New Dating Site, Affair at Work, Is Trying to Help Coworkers Cheat

Photo credit: d3sign
Photo credit: d3sign

From Cosmopolitan

  • New dating service called Affair at Work is trying to help coworkers cheat with each other by having a “safe affair.”

  • It seems kind of like the Secret Crush feature on Facebook Dating.

  • If you and your workplace crush both express an interest in each other, you get an email saying so, and then you can go ahead and commence your affair, I guess?

  • The founder said he believes the service will lessen the chance of #MeToo moments in the workplace...

  • ...but it doesn’t seem like he’s got a strong grasp of what exactly was so problematic about #MeToo workplace harassment.


A new dating site called Affair at Work wants to help coupled-up employees cheat with their coworkers by having “safe affairs” in the workplace, according to a report by the New York Post.

Cheating sites like Ashley Madison aren’t anything new, but Affair at Work differs because it’s more about verifying if an office crush is into you rather than showing you a database of potential people looking for affairs. While the service was created with affairs in mind, there’s nothing stopping you from just using it to assess any person’s feelings toward you, regardless if they’re in another relationship or not.
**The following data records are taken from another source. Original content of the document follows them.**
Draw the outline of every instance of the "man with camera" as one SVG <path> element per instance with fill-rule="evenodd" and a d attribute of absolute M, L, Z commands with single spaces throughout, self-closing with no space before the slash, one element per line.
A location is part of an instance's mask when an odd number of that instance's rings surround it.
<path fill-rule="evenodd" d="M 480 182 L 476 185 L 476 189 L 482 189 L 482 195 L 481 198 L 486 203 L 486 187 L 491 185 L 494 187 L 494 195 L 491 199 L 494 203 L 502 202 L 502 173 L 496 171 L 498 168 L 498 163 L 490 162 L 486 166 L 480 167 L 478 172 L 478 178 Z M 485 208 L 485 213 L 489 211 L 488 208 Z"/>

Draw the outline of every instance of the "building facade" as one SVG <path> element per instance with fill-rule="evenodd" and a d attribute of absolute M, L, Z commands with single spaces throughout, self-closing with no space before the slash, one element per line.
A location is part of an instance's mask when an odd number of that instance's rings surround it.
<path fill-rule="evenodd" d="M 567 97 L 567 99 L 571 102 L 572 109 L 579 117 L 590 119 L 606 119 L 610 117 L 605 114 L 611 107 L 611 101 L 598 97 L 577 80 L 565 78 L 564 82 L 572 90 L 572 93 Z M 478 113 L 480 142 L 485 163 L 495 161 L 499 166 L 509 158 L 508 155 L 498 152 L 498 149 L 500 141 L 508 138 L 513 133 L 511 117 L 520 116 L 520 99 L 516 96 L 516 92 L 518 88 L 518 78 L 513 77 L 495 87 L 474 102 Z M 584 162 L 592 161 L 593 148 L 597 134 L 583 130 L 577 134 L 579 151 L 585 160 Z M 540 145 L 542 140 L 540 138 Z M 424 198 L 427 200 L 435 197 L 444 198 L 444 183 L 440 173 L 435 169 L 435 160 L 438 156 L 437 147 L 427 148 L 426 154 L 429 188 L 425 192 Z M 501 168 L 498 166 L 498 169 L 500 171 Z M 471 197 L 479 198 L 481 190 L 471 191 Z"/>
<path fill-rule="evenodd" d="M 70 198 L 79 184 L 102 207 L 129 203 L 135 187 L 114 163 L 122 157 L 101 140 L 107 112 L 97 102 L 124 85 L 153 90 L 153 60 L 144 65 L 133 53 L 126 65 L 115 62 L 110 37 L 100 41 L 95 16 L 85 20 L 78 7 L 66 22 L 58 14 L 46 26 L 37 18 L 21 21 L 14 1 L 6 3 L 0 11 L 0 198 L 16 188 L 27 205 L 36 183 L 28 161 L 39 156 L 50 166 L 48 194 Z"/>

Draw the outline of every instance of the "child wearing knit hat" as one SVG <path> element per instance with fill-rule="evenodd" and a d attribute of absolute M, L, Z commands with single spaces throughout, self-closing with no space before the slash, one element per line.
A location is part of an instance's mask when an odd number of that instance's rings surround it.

The service works via Instagram, where you can then access a form on which you can list your work crush’s Instagram handle. The site then contacts your workplace crush and invites them to sign in and see who likes them. If two people both like each other, the site sends an email to both parties so you both know there’s at least mutual attraction before you make a move.

In an interview with the Post, the site’s founder, Mike (who only gave his first name for privacy issues), suggested that Affair at Work will also help counter #MeToo moments in the workplace.

“You can avoid rejection and shame and even avoid being reported at work for harassment,” Mike said to the paper. “If you ask someone out, you don’t know if that person might go to HR to say that you were proposing something,” he continued.

Okay, but if you ask someone out, you should be able to predict if that person has a case for going to HR based on whether you’re in a position of power over them? It’s not like a 50/50 toss-up that women can’t decide between systemic workplace harassment and consensual flirting, and anyone has a risk of winding up getting in trouble if they shoot their shot. (Company policy, peeps.) But if you’re someone’s boss and you ask out an employee you manage...yeah, you very well could wind up in HR, no shit.

By setting up only those who want to be set up, it’s an understandable effort, but much of the #MeToo workplace dialogue was about the inappropriate use of power, and it doesn’t seem like Affair at Work takes hierarchy into consideration. What’s to stop a user from thinking they’re getting a message from someone at the same rank as them but really it’s, like, their boss’s boss?

The stats show that millennial women aren’t opposed to dating within their offices—in fact, a recent Cosmopolitan survey showed that 84 percent of readers would date someone at their company who wasn’t on their team...still, abuses of power need to be considered in all cases.

As for now, Affair at Work claims to have made 20 reciprocal matches and fielded more than 350 requests so far. Once it hits 500 inquiries, it’ll start charging $9.99 to view a match. What...you thought it was doing this for free in the name of love? Ha!